The Motley Fool Discussion Boards
Financial Planning / Tax Strategies
|Subject: Roth IRA AGI Cutoff Reached Soon||Date: 12/10/1999 7:33 AM|
|Author: JLMoran||Number: 22782 of 125861|
OK, I've read all the postings that explain when you can no longer contribute to a Roth IRA. I understand the phase-out thing when you go over the AGI limit. But what happens when you've been contributing to a Roth IRA and your AGI then goes over the limit? And does AGI factor in the deduction for contributions to a 401(k) plan?
If you can't make any more contributions to a Roth IRA after that limit, what's the point of having it?
Real world for-instance... my wife (who's company STILL -- after a year of employment -- has not enrolled her in their 401(k) plan) is contributing to a Roth IRA and putting in the maximum of $2,000 per year.
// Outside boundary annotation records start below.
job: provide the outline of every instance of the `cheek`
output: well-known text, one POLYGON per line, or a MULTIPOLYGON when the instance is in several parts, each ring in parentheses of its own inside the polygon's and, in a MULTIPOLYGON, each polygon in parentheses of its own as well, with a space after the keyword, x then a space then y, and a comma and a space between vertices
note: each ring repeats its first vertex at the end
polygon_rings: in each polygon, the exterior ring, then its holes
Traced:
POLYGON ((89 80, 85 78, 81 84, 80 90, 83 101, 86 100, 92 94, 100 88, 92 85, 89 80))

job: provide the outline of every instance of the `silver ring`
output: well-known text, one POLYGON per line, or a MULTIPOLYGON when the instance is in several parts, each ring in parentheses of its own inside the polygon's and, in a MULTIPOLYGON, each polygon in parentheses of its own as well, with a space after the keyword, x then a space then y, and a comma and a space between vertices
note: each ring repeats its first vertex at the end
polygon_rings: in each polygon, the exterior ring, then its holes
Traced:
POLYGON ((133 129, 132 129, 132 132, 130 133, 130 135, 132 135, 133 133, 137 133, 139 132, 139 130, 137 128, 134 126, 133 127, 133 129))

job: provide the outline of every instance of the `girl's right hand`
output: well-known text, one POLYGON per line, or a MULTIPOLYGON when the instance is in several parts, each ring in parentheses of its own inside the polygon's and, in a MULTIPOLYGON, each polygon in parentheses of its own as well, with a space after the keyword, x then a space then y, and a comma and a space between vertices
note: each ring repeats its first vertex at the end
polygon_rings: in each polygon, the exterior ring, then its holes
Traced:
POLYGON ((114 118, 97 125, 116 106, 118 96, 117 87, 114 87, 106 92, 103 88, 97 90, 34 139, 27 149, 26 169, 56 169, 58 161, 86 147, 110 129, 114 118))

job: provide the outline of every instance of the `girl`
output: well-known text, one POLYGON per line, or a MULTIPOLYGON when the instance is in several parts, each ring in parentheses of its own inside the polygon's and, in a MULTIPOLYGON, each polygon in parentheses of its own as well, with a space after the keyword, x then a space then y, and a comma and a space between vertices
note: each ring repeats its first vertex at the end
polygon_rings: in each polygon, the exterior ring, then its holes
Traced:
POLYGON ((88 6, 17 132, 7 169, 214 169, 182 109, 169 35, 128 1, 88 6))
No problem, our AGI isn't yet anywhere near the maximum.
But I just got a new job with a hefty raise. I'll be contributing the maximum (15% pre-tax) to my new 401(k) plan (and rolling over my old 401(k) money into a traditional IRA that I'll manage myself, thank you very much ;-D). Going just on my new base salary and bonuses, plus my wife's salary, we'll probably hit that 150K limit within the next couple of years. Or will it take longer than that, because the 401(k) contributions will knock a few thousand each year off of my AGI?
What does my wife do when we hit the limit? She can't contribute to the Roth any more at that point, so it's just going to sit there. Can she convert it to a regular IRA so she can keep making contributions? Or does she simply have to "let it ride" and get by on whatever compounding will happen afterwards?